J'ai présenté en 2011 au Colloque sur l'Histoire Auguste une étude "Probus et les tyrans minuscules
Proculus et Bonosus. Que dit la monnaie ?" qui vient d'être enfin publiée fin 2014. Elle est téléchargeable sous cette adresse :
https://www.dropbox.com/s/h0m0csfx61748p9/HA%20Nancy_%20ESTIOT-PROBUS%20ET%20LES%20TYRANS%20MINUSCULES.pdf?dl=0J'y examine les attestations de monnaies de
Proculus et Bonosus dans la littérature numismatique depuis le XVIe siècle et leur rapporte ce que j'ai trouvé des "frappes" des deux usurpateurs au sein des cabinets numismatiques internationaux que j'ai visités.
(Pour ces deux imitations radiées, voir p. 224-226 + Post-scripta p. 239-240)
Hors ces deux imitations radiées de même coin au nom de Proculus, il n'existe aucune monnaie officielle de Proculus ou de Bonosus. Mais elles posent plus de problèmes qu'elles n'en résolvent, car sont-elles des imitations d'une monnaie officielle ayant existé (de l'atelier de Lyon ?, car le buste du droit fait penser aux frappes lyonnaises), ou
Proculus n'a-t-il eu la main au moment de son usurpation que sur un atelier gaulois produisant des imitations radiées, un atelier comme il y en eut des dizaines sous le règne de Probus ?

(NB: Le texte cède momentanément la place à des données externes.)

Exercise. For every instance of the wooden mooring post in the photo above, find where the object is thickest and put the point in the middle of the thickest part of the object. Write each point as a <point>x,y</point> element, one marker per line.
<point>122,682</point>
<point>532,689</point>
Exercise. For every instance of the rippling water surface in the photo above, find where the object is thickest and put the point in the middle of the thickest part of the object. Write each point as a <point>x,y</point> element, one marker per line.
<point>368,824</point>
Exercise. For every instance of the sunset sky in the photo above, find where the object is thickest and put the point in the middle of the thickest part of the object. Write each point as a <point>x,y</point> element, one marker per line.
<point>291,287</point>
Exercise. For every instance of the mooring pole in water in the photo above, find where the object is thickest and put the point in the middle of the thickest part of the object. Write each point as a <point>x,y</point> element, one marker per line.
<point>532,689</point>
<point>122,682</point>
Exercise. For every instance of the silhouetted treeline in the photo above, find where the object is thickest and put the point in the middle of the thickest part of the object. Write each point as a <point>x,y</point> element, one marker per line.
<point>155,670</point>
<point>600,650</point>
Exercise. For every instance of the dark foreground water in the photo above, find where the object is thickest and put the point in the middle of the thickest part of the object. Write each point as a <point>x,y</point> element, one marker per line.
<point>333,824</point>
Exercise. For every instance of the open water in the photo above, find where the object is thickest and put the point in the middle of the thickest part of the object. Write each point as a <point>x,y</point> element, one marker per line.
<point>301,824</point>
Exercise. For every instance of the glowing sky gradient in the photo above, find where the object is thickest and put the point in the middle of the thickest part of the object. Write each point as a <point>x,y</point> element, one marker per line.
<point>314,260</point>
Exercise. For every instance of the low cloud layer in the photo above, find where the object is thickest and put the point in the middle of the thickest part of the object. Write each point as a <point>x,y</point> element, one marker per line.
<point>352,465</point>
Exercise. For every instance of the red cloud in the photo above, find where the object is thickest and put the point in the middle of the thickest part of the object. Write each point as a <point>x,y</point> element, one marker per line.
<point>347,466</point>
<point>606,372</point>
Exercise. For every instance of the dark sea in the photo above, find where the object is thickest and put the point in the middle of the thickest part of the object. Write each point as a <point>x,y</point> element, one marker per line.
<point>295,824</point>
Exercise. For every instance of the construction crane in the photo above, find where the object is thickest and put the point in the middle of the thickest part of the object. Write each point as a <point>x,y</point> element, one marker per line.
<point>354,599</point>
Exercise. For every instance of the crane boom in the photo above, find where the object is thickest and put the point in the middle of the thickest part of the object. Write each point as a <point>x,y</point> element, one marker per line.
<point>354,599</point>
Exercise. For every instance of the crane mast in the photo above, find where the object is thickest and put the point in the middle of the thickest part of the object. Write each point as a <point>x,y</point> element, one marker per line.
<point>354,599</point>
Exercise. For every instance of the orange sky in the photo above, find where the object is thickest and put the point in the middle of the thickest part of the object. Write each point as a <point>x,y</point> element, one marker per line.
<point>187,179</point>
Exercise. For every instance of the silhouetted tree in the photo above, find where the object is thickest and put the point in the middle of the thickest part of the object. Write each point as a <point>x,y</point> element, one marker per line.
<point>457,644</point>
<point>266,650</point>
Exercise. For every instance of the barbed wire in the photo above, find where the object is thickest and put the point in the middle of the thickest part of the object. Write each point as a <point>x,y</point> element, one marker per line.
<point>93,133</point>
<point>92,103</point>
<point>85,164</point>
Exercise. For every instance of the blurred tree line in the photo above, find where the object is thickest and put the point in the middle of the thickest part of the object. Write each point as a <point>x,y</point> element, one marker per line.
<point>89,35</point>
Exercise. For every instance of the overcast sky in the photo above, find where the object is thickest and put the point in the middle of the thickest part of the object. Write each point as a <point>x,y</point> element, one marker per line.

Les historiens de langue grecque ne connaissent pas
Proculus et Bonosus ; les abréviateurs latins (Aurélius Victor, Eutrope,
Epitomè) se transmettent une courte notice citant les usurpations de
Proculus et Bonosus à Cologne (ou réprimées par Probus à Cologne), tirée d'un texte historique, l'EKG, qui a disparu. L'auteur de l'Histoire Auguste ne sait rien sur eux, ce qui ne l'empêche pas de leur inventer une vie imaginaire dans le
Quadrige des tyrans.
Le seul témoignage parallèle, et qui remet les deux usurpateurs à leur place anecdotique, est celui des monnaies et plus particulièrement celui des frappes de Probus, l'empereur sous lequel les deux usurpations se sont produites.
1) L'étude du rythme de la frappe monétaire en 281 de n. è. à travers les trésors montre l'effort de guerre énorme consenti par Probus pour une campagne germanique, sans doute contre les Alamans. Leur invasion du territoire impérial est probablement la cause première des usurpations de
Proculus et Bonosus, définis comme des
duces (des généraux) par l'Histoire Auguste. L'HA particulièrement définit Bonosus comme
dux limitis Raetici (la Rhétie correspond grosso modo à la Suisse actuelle) et son poste suivant pourrait avoir été celui de gouverneur de Germanie inférieure au moment où, nous dit l'HA, les envahisseurs germaniques brûlèrent la flottille du Rhin, basée à Cologne, capitale de Germanie inférieure : il usurpa le pouvoir par crainte de la fureur de Probus.
2) La campagne germanique de Probus de 281 de n. è., victorieuse contre les Alamans et les deux usurpateurs, se conclut par un
donativum impressionnant, une libéralité aux soldats frappée par l'atelier de Ticinum, que j'ai essayé de reconstituer : en témoigne un multiple d'or inédit et spectaculaire de Probus, des "deniers" et des "quinaires" (frappés sur des coins d'abord prévus pour la frappe d'aurei et de quinaires d'or).
Du côté de l'épigraphie, deux belles inscriptions (Augsbourg, Ostie) témoignent aussi de cette campagne germanique de Probus de 281 de n. è.
L'historicité des usurpations de
Proculus et Bonosus est incontestable, ce qui n'est pas le cas des monnaies à leur nom (sauf les 2 imitations radiées discutées ici) : dès la Renaissance, des faussaires - mais la notion de faux n'était pas la même qu'aujourd'hui - ont essayé de donner un visage aux personnages inventés par l'Histoire Auguste, à destination des cabinets numismatiques des riches amateurs.